After an initial foray into journalism, and determined to obtain some overseas experience, Haggard moved to Munich, where he studied for stage at the Munich State Theatres under Frau Magda Lena. He made his stage debut at the Schauspielhaus in October 1930 in the play Das kluge Kind directed by Max Reinhardt. He later appeared as Hamlet at the same theatre. Upon Haggard's return to the United Kingdom in 1931, his career path was initially discouraging: he received only small parts in various London plays and worked in repertory in Worthing. He undertook further study at the Royal Academy of Dramatic Art and subsequently received good notices when he played Silvius in Shakespeare's As You Like It in London in 1933. He was noticed by the playwright Clemence Dane and made his first appearance in New York in 1934 as the poet Thomas Chatterton in her play Come of Age. Returning to Britain, he had successful roles in a number of plays, including Flowers of the Forest, a production of Mazo de la Roche's Whiteoaks, and he appeared as Konstantin in Chekhov's The Seagull, and was hailed as one of the most promising and handsome classical actors of the era. Haggard married Morna Gillespie in September 1935, and they had three children, of whom one died young. In 1938, Haggard returned to New York to reprise his role as Finch in Whiteoaks, which he also directed. His novel Nya was published in the same year. He appeared as Mozart in the film Whom the Gods Love. The film was not a success, in part because Haggard was considered to be inexperienced, and was unknown. He also appeared in Alfred Hitchcock's film Jamaica Inn and subsequently appeared as Lord Nelson in the Carol Reed film The Young Mr. Pitt.
At the outbreak of the Second World War Haggard joined the British Army, serving as a captain in the Intelligence Corps. His wife and two sons went to the United States in 1940, where his father was consul-general in New York.
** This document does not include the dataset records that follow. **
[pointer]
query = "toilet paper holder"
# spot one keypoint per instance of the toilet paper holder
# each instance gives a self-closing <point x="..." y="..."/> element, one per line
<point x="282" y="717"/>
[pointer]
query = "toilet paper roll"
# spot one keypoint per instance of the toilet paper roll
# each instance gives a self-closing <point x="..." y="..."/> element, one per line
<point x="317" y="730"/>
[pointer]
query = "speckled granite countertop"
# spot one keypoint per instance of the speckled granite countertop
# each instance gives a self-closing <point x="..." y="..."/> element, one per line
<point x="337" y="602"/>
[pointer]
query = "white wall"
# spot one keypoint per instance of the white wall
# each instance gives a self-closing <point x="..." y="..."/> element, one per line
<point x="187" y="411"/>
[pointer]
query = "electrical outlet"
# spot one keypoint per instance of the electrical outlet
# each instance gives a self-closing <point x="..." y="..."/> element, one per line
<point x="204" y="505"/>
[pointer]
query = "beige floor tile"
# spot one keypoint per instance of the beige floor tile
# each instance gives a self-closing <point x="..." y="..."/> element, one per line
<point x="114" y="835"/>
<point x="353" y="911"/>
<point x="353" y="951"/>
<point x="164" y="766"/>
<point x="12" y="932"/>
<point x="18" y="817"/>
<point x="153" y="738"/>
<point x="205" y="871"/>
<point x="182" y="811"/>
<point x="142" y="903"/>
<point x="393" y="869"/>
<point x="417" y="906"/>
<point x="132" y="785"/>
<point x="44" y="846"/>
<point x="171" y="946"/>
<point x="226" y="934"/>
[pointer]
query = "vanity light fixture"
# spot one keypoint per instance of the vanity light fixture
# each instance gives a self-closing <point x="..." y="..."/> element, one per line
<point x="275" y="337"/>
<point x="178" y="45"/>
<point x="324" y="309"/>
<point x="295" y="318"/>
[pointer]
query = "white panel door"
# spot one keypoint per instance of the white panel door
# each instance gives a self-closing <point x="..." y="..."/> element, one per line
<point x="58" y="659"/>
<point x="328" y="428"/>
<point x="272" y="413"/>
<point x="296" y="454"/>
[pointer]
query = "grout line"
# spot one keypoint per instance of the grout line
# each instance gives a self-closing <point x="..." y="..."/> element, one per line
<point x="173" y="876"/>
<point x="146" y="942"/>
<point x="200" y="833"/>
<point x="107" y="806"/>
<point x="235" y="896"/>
Shortly after their departure, he wrote his sons a letter, which was published in the Atlantic Monthly later that year as "I'll Go to Bed at Noon: A Soldier's Letter to His Sons." Haggard was posted to the Middle East and worked for the Department of Political Warfare. There he met the author Olivia Manning and her husband, the broadcaster R. D. Smith. The latter recruited Haggard to play starring roles in his productions of Henry V and Hamlet on local radio in Jerusalem.
Death
While in the Middle East, Haggard fell in love with a beautiful Egyptian married woman whose husband worked in Palestine. Haggard was overworked and felt that the war had destroyed his acting career. He was on the edge of a nervous breakdown when after some months the woman decided to end the relationship. Haggard shot himself on a train between Cairo and Palestine on 25 February 1943 at the age of 31. The manner of Haggard's death was hushed up and is not mentioned in the biography of Haggard written by Christopher Hassell and published in 1948. Haggard is buried in Heliopolis War Cemetery, in Cairo, Egypt.
Legacy
Manning based the character Aidan Sheridan in her Fortunes of Warnovel sequence on Haggard.